Introduction to databases Flashcards
What is Data, Information and Knowledge?
Data can be defined as symbols or facts, of a qualitative or quantitative type, that
represent properties of objects, e.g., the number 10
▪ Information is data compiled to derive meaningful inferences. It is structured,
processed and presented with an assigned meaning
• E.g., the number 10 from the data example gains a context if we say “10 km”
————————————–
10 km on its own doesn’t mean much though. Is it the length of a road? The distance
between two points? Or something else entirely?
Hence, we apply knowledge. Knowledge is your own (or a collective) expertise used to
infer results from information
• E.g., 10 km is a walkable distance
What is the main difference between Data, Information and Knowledge?
The main difference between the three types is their level of abstraction. Data
being the lowest (or most concrete) type and knowledge being the highest (or
most abstract) type.
Why is it important to make distinctions between Data, Information and Knowledge?
These distinctions are important:
• Because we need to understand the relationship between each type to make sense of
the purpose of a database
• E.g., we use databases to store data.
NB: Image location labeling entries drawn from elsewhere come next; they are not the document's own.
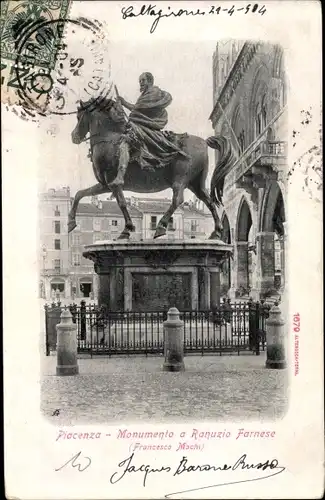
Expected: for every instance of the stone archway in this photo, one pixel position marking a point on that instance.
(225, 275)
(244, 249)
(272, 240)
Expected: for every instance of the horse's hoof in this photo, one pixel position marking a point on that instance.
(160, 231)
(71, 225)
(215, 235)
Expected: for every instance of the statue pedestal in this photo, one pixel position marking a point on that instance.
(155, 275)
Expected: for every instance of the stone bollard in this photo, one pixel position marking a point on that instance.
(67, 361)
(275, 339)
(173, 337)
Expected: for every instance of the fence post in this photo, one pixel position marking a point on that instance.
(173, 339)
(67, 361)
(252, 310)
(275, 339)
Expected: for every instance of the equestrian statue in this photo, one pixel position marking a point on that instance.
(135, 153)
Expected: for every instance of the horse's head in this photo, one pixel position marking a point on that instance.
(97, 111)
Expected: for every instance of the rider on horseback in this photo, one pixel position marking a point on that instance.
(143, 135)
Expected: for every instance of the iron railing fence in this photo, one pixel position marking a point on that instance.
(236, 328)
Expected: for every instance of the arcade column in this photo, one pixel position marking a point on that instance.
(242, 264)
(265, 255)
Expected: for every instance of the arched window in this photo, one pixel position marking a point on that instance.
(241, 141)
(264, 113)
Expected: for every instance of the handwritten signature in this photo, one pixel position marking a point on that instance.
(127, 466)
(153, 12)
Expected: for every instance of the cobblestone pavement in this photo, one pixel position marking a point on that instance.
(217, 388)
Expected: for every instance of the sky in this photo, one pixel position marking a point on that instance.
(183, 69)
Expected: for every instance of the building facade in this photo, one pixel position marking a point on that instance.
(65, 273)
(249, 95)
(55, 256)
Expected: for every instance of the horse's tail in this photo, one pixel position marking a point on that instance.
(227, 156)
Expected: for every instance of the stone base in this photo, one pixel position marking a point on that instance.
(174, 367)
(279, 365)
(67, 370)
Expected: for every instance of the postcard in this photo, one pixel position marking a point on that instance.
(162, 201)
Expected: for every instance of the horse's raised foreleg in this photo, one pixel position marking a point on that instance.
(178, 198)
(82, 193)
(203, 195)
(129, 227)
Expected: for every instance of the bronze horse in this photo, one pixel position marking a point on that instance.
(105, 124)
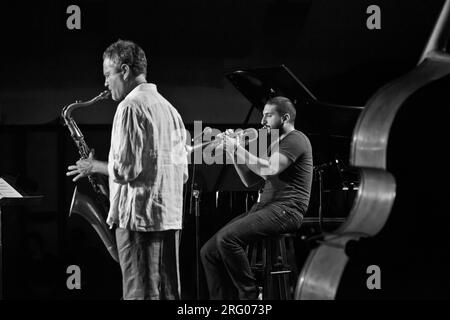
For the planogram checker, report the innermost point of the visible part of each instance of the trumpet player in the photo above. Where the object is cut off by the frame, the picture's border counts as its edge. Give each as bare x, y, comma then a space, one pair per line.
147, 167
287, 175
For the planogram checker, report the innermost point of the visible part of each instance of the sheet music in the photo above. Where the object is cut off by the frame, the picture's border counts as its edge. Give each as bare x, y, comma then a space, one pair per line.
6, 191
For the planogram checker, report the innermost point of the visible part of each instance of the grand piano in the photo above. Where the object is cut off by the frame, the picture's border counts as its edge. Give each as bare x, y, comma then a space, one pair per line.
329, 128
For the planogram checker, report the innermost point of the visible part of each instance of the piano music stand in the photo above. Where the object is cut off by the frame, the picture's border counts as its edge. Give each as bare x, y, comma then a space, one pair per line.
22, 199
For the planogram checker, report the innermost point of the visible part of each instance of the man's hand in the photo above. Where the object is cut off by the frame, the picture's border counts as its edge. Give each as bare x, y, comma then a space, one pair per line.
83, 167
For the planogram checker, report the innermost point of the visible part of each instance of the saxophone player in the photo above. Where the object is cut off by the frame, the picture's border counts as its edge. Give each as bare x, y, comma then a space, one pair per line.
147, 167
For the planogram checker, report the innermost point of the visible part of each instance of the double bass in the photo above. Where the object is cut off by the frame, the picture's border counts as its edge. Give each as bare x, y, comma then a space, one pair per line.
398, 221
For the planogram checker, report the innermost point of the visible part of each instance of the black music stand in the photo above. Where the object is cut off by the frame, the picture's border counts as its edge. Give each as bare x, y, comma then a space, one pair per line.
10, 195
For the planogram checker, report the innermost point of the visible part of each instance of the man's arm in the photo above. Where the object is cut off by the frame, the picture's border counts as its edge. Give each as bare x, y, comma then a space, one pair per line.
276, 164
248, 177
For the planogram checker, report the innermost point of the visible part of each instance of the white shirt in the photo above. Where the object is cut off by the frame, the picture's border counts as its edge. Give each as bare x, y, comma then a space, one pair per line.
147, 163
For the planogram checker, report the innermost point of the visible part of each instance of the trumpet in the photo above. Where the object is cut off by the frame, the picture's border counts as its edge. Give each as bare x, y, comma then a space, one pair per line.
244, 136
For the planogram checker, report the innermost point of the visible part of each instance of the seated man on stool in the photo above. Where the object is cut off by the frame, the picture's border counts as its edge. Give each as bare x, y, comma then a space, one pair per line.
284, 201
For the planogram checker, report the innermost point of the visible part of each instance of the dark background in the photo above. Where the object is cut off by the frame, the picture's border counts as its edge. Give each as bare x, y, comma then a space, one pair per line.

However, this means that we still need someone
to make sense of said data (information) as well as utilize it in the intended way
(knowledge).
What different types of Data exists? And what is the difference between them.
Structured data and Unstructured data.
▪ Data that resides in a fixed field within a record or file is called structured data.
This includes data contained in relational databases and spreadsheets. E.g., a cell
in a spreadsheet may contain the number 10
Structured data depends on creating a data model – a model of the types of data
that will be recorded as well as how they will be stored, processed and accessed
We might for example have a spreadsheet containing students and their attributes. Each
attribute in a row, combined, makes out a single student. I.e., our data model
▪ Unstructured data, however, is all those things that cannot be so readily classified
and fit into a neat box: photos/graphic images, videos, webpages, documents etc.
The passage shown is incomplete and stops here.